We are at the 2nd to last part of the tapestry; the homes and neighborhoods of Buenos Aires. Massive neighborhood compounds mix with apartments. Children play everywhere. Friends drop by out of the blue. Life is great. Lakes and beautiful scenery decorate the suburb compounds and parks adorn the apartment buildings. Families always stay close together. What else could you want? We zoom out and see the color of happiness. What color did you see?

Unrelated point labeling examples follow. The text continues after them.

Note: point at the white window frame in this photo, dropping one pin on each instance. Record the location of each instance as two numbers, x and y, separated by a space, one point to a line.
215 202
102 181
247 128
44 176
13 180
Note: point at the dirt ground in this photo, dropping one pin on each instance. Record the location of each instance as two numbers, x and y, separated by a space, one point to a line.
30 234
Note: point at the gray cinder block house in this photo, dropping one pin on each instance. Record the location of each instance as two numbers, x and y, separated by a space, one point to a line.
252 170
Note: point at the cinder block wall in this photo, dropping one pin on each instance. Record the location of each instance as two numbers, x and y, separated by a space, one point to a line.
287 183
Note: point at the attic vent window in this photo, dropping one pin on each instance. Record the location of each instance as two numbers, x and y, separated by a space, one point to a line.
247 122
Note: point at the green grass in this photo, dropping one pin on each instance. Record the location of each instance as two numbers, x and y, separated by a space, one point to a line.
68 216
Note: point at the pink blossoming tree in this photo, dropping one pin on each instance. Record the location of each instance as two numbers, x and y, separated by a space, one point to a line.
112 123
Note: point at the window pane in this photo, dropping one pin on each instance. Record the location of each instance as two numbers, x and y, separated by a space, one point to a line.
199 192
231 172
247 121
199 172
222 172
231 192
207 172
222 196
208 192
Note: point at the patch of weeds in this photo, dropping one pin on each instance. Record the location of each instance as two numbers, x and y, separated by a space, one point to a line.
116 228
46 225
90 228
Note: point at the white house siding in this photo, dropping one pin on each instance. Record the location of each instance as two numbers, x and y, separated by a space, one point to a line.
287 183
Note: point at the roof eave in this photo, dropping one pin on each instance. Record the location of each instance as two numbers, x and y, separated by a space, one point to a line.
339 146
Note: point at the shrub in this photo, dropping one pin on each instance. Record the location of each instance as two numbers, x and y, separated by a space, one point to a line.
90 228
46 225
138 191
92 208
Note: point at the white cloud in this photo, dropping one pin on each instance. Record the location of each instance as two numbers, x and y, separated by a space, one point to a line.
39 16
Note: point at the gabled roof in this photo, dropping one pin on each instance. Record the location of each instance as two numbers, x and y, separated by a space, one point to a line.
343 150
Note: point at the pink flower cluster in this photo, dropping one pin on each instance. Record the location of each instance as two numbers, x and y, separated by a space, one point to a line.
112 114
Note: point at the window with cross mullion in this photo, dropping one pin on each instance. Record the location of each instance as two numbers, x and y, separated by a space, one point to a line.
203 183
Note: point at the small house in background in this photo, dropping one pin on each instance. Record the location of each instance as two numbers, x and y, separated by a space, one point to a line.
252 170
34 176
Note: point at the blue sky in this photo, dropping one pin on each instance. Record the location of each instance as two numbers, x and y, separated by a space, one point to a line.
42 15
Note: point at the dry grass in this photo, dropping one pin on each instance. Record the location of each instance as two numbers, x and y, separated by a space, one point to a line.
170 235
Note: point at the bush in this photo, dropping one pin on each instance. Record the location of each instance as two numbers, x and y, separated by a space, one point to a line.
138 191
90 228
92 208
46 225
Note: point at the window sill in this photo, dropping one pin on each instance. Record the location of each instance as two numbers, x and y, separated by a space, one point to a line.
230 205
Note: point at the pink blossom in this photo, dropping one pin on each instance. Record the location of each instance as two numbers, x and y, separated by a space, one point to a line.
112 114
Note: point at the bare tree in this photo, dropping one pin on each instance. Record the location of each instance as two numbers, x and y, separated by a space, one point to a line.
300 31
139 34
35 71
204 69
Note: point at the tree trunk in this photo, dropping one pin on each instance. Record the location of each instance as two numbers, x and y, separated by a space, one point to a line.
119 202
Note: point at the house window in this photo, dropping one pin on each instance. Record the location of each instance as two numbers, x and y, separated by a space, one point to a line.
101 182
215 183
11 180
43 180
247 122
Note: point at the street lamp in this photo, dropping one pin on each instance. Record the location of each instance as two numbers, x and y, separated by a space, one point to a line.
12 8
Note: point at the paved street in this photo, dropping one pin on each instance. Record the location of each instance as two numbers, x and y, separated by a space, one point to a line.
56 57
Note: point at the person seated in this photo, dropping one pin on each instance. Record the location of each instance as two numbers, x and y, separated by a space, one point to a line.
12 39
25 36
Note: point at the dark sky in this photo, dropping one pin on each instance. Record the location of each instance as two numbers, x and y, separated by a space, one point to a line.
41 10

Here we are; the center of the tapestry. There stands a gargantuan citadel with 50 feet high golden doors. We climb the steps and as we approach the doors, they open and out streams a blinding shower of color and light, the light that spreads over all of Buenos Aires, to enhance and negate the colors to make the overall tapestry. It is the home of Buenos Aires’ people. These people are some of the nicest people you will ever meet. Kissing you on the cheek for greetings and goodbyes. Taking you in when you are just a stranger. Welcoming you when you are intruding. Being the best friends you could ask for. This is not a generalization, but a fact. If you are a friend, and lucky enough to get an invitation to anywhere, go—and you shall come back as part of their family. The families are what make Buenos Aires. Now we zoom out for the last time, and our suspicions are realized. Buenos Aires is a Rainbow.
P.S. A few of the pictures here are right outside our door - living in the local neighborhood with laundromat, pizzeria and barber.